Diversity no longer just ‘nice to have’

by Elizabeth Barnard05 Jul 2012

Ensuring a work-life balance and seeking diverse talent is no longer exclusively the domain of HR – for the most forward-thinking and successful organisations, the issue is nothing short of a critical business imperative firmly on the boardroom agenda.

At a forum of HR, workplace relations and business executives hosted in Canberra this week by the Diversity Council of Australia (DCA), Workplace Relations Minister Bill Shorten told a packed room that smart employers are leveraging diversity for increased productivity.

“Smart employers know that attracting and retaining talent from all sections of the community including people with a disability, Indigenous Australians, mature-age workers and people from non-English speaking backgrounds, as well as offering family-friendly working arrangements, will enable them to reap the benefits of higher staff engagement and lower turnover,” Shorten said. He added that these key hiring decisions must be driven by innovative leaders at all levels of organisations.

The right to request flexible working in the Fair Work Act and clauses for EBAs to assist employers who wish to offer flexible working arrangements are examples of how diversity and workplace relations concerns can intersect to benefit employers and employees alike, Nareen Young from DCA also commented.

Shorten commended Australian employers who recognised the benefits of employing a diverse workforce and urged those lagging to embrace diversity in their organisational culture. “As the economy continues to change so too does the identity of the workforce and yet we know that prejudices exist in Australia. Ultimately, there is a clear business case for employing a diverse workforce and if we want our economy and businesses to continue to grow, we have to maximise the potential of those who are willing and able to work,” he said.

The way in which the current workplace laws aid diversity outcomes was also discussed, and the positive practical impacts the Fair Work Act has had on workplace flexibility was noted.“[Employers] understand that flexibility will continue to be an important issue for employees and therefore key for them in relation to employee attraction, engagement and retention,” Dianne Banks, from law firm Gilbert + Tobin said.

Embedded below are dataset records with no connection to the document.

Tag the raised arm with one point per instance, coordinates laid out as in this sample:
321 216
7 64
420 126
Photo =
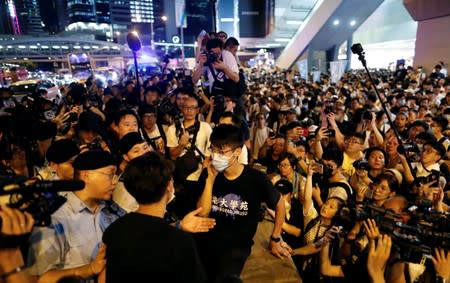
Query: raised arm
338 135
205 200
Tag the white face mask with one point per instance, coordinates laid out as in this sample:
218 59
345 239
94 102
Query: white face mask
220 162
49 115
172 197
287 205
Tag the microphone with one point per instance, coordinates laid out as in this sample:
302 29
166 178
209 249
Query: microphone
32 186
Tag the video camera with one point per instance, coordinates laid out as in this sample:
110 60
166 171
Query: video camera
426 230
37 197
211 58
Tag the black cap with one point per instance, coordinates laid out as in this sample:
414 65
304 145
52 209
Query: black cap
61 151
284 186
439 147
93 159
89 121
129 140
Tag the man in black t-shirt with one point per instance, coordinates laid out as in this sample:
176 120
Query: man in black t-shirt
233 195
141 244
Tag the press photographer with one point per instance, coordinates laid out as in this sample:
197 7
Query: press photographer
220 68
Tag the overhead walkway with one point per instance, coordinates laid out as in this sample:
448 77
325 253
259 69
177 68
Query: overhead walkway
329 24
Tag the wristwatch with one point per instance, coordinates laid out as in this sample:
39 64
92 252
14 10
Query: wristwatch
275 239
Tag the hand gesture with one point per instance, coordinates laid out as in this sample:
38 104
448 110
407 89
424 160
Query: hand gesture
212 172
441 262
61 118
211 103
202 59
311 167
331 234
316 192
323 132
184 138
371 228
332 120
193 223
99 263
219 65
379 252
270 141
15 222
361 191
280 249
271 212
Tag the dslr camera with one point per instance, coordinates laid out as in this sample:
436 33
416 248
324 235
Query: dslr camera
367 115
361 164
211 58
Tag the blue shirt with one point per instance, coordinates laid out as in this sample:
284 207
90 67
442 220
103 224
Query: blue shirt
73 238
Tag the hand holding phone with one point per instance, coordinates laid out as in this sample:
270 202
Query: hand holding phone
317 168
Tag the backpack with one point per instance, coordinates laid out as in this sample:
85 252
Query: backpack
188 163
241 85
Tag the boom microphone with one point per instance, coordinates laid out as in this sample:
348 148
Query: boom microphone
31 186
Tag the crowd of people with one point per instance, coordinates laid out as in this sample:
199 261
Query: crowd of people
179 171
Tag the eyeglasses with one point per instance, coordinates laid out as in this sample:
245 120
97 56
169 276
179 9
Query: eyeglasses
149 116
284 165
354 141
191 108
111 176
429 150
221 151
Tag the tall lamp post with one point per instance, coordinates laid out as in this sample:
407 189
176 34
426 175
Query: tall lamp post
152 34
214 15
135 45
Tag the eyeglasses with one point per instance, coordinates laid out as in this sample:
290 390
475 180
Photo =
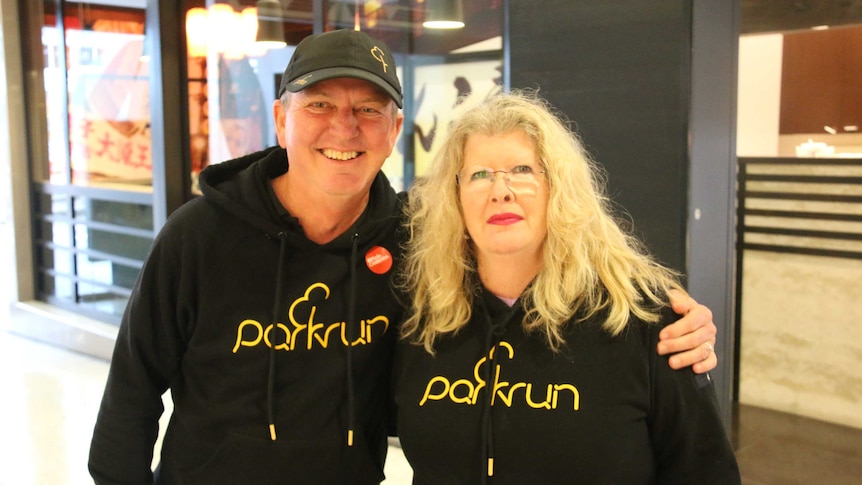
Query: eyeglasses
518 178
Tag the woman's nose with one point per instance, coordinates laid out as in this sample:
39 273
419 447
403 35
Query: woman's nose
500 190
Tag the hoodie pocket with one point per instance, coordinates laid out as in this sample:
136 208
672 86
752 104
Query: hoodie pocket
246 460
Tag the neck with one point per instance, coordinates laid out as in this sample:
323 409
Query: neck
507 276
323 217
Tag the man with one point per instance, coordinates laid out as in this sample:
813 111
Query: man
265 305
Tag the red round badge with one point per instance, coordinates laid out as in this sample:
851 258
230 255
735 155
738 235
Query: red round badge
379 260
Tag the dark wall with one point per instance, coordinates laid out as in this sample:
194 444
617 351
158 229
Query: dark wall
620 71
651 89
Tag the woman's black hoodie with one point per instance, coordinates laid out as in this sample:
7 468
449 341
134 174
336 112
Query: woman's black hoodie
276 350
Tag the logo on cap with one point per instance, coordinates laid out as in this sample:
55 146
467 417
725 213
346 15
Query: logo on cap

  • by Shane Higgins 5/07/2012 3:15:58 PM

    A diverse workforce is a healthy workforce and smart, forward thinking employers worked this out some time ago. In the meantime we have companies saying we can't find workers, largely due to the fact that they are still looking where they have always looked, still doing what they have always done to recruit and retain workers. They haven't yet worked out that those times are gone. At www.olderworkers.com.au we have over 18,000 registered jobseekers over the age of 45 looking for work. They have a huge range of skills and attributes that make them good employees including life skills, mentoring, problem solving and even basics like reliability. Companies that aren't including older workers, indigenous, disabled and culturally and linguistically diverse people in the mix of applicants are not giving themselves the opportunity to find the best employee.

    There is no doubt that flexibility will impact enormously on an organisation's ability to find workers. Companies that don't offer appropriate flexibility in the challenging environment of skill and labour shortages will always struggle to find good workers.

  • by Malcolm King 5/07/2012 6:05:01 PM

    Shane is 100 per cent right. Diversity is important but flexibility for older workers to drive corporate and national productivity will be mandatory.

    Currently there are no allowances in the Fair Work Act to allow older workers to work in mixed modes. That will change. The time will also come when the EBAs change to recognise the wants and needs of the transitioning boomer demographic.

  • by Richard Greiner 6/07/2012 2:58:05 PM

    I'm sure sex and gender diverse people were an accidental oversight or were intended to be included under the culturally diverse.

    Diversity is the key to long term survival and growth in just about anything. Monoculture is like putting all one's eggs in one basket, is high risk in the short term and is certain to fail in the long term.

    I once managed a military intelligence cell with not only cultural, age, sex and gender diversity but also psychosocial diversity, i.e. bipolar workers, sufferers of depression, workers with family tragedies, workers with stress and anger difficulties and so on. We bonded so well as a team, produced fantastic work and had sometimes an 'electric' vibe going in the workplace.

    The keys are tolerance, engagement, inclusiveness and preventing dogmatism amongst workers.